1. There is no definitive gene responsible for homosexuality.
The presence or lack of a single gene says nothing about the overall extent to which a trait is influenced by heredity. There is also “no definitive gene responsible for” skin color, height, handedness or many other innate human characteristics because these traits, like sexual orientation, are influenced by multiple genes acting in concert with one another. That doesn’t make the traits non-genetic, it just makes them complex.
In fact, twin and family studies indicate that genes are the major known factor responsible for individual sexual orientation in both males and females, accounting for 25 to 50 percent of the overall variation and 50 to 100 percent of the ascribable variation; the sources of the remaining variation are unknown, but are most likely to be biological and stochastic factors since they are not affected by rearing environment or social surroundings....

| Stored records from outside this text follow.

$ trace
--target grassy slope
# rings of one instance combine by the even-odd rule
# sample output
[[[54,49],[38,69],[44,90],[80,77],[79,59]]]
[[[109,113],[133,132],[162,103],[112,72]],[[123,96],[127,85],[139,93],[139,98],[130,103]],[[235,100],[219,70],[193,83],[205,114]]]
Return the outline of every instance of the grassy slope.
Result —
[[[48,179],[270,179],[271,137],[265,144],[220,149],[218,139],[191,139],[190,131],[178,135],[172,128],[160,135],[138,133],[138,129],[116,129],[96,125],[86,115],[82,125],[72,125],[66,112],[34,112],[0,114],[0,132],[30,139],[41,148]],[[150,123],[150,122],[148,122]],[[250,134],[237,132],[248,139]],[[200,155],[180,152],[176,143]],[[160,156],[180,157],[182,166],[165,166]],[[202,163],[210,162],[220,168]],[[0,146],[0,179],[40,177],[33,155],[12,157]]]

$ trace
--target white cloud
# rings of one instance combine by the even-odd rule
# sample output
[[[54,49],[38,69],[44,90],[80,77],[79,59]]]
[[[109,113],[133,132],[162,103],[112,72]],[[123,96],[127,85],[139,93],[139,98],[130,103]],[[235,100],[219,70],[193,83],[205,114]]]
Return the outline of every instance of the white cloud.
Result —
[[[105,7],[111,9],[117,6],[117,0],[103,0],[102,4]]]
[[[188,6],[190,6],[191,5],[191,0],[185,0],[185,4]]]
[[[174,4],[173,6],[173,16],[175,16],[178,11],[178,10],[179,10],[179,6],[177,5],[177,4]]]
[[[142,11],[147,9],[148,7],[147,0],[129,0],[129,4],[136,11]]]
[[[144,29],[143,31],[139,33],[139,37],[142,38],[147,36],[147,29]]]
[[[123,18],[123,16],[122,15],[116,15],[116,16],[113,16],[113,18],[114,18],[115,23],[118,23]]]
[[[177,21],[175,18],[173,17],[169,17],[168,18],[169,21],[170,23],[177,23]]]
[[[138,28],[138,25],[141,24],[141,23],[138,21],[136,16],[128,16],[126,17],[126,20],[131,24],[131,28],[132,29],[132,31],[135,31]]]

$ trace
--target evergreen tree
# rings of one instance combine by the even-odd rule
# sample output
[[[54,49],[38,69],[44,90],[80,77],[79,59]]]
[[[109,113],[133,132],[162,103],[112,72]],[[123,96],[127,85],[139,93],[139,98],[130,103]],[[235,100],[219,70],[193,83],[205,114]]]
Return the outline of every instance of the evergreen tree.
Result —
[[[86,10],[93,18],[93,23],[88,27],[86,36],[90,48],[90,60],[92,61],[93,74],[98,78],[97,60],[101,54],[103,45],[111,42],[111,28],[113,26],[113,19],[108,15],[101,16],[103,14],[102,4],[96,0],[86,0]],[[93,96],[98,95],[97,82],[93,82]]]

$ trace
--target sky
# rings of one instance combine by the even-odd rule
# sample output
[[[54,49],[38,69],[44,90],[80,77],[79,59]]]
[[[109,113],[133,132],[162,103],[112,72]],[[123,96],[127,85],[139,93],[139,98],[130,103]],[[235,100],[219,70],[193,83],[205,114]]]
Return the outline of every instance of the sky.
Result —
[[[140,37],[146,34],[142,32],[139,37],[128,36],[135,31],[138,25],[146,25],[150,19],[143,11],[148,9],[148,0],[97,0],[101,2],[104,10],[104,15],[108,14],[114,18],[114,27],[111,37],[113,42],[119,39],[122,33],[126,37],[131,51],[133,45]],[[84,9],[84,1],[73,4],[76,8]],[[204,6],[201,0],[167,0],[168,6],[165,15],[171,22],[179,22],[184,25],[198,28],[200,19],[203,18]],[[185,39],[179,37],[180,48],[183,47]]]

2. Homosexuality is not a disease, but merely an abnormal behavior which may be learned through experiences in life.
There is no scientific evidence that homosexual orientation is a learned behavior any more than is heterosexual orientation. ...
3. In every society, there is a small number of people with homosexuality tendencies.
This is correct, but it points to precisely the opposite overall conclusion of the report. Cross-cultural universality is an indication that a trait has origins that are shared by all humans, most likely genetic. Traits that differ from one culture to the next are more likely to be learned.
4. Homosexuality can be influenced by environmental factors, such as culture, religion and peer pressure among others.
Although sexual activity can clearly be influenced by environmental factors, including laws, the underlying orientation is immutable.